02/12/2025
Récemment, une cliente m'a partagé un dilemme :
“J’ai deux options. A ou B. Et j’ai peur de faire le mauvais choix. Peur de regretter. Peur de gâcher ma vie.”
On connaît tous cet endroit-là : l’intersection.
Le moment où la route se sépare, où plusieurs chemins s’offrent à nous, où l’on se fige en croyant qu’il existe un “bon” chemin et un “mauvais”.
En réalité… il n’y a pas de bon ou de mauvais choix.
Il y a un choix. Une direction. Une expérience. Un chapitre.
Quand on se retrouve à ce croisement, la vraie question n’est jamais
“Quelle est la bonne décision ?”
La vraie question, c’est :
— Quel chemin me fait envie aujourd’hui ?
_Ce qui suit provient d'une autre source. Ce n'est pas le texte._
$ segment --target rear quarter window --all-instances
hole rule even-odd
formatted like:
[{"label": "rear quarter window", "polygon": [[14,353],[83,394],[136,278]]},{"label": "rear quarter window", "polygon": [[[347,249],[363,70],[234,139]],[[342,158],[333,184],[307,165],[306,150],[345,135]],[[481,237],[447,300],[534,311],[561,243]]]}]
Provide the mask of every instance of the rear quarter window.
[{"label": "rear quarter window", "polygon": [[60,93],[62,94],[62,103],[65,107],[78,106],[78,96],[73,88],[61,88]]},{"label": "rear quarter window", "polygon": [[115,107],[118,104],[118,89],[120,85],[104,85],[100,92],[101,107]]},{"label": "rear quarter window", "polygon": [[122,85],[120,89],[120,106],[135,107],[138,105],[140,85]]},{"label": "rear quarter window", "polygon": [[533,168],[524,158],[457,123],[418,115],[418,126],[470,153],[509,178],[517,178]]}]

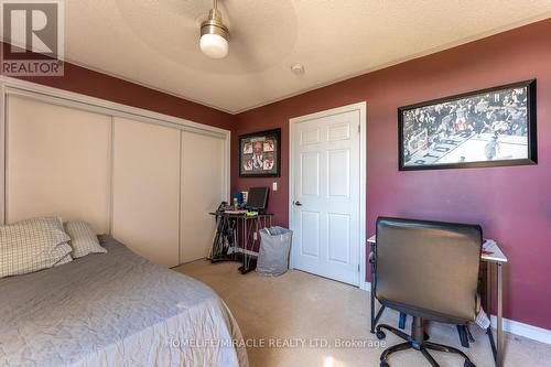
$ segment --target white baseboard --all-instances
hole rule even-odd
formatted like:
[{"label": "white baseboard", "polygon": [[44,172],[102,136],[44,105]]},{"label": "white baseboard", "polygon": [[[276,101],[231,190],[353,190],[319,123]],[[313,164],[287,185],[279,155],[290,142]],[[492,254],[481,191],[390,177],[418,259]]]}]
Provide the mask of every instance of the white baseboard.
[{"label": "white baseboard", "polygon": [[230,248],[228,251],[228,255],[234,253],[234,252],[241,252],[241,253],[247,253],[252,257],[258,257],[258,252],[251,251],[251,250],[246,250],[244,248],[237,247],[237,248]]},{"label": "white baseboard", "polygon": [[[495,315],[491,315],[491,327],[497,327],[497,317]],[[504,331],[551,345],[551,330],[504,317]]]},{"label": "white baseboard", "polygon": [[[359,289],[369,292],[371,290],[371,283],[363,282],[361,284],[359,284]],[[496,315],[491,315],[491,327],[497,328]],[[551,330],[547,330],[543,327],[538,327],[504,317],[504,332],[551,345]]]}]

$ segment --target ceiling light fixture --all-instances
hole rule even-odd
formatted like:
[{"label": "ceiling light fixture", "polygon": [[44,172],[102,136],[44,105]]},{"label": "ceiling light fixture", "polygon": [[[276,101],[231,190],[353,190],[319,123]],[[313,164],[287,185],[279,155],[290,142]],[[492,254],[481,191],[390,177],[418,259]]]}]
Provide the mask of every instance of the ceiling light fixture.
[{"label": "ceiling light fixture", "polygon": [[229,32],[222,22],[217,2],[213,0],[213,9],[208,12],[208,19],[201,23],[201,51],[210,58],[224,58],[228,54]]}]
— Quel chemin est le plus proche de ce à quoi j’aspire réellement ?
— Quel chemin nourrit ma joie, mon enthousiasme, mon élan ?
— Et lequel me contracte ? Lequel me tend, rien qu’à l’imaginer ?
La boussole, elle est là : dans nos ressentis, dans nos émotions, dans notre corps.
Et puis, il y a les peurs. Elles sont normales. Mais elles sont aussi des messagères précieuses.
On peut aller regarder :
— Est-ce une peur liée à mon histoire, à mon vécu ?
— Ou une peur que j’ai héritée des autres ? De ma famille, de mon entourage, des “il faut”, des “sois raisonnable”, des “fais attention” qu’on porte sans s’en rendre compte ?
Ce simple tri change tout.
Parce qu’on s’aperçoit que la plupart de nos hésitations ne viennent pas d’un manque de courage, mais d’un trop-plein de regards extérieurs dans notre tête.
Et puis, il y a un point qui apaise instantanément :
Un choix n’est jamais définitif.
On peut choisir une direction aujourd’hui, apprendre, grandir, évoluer… et changer d’avis dans cinq ans.
La vie n’est pas figée. On n’est pas figé. Rien n’est figé.
Quand on ramène de la légèreté dans un choix, tout respire.
On arrête d’en faire une question de vie ou de mort.
On se rappelle qu’on avance sur un terrain de jeu, pas sur un champ de mines.
On choisit là où on veut aller à un instant T, avec ce que l’on sait, ce que l’on ressent.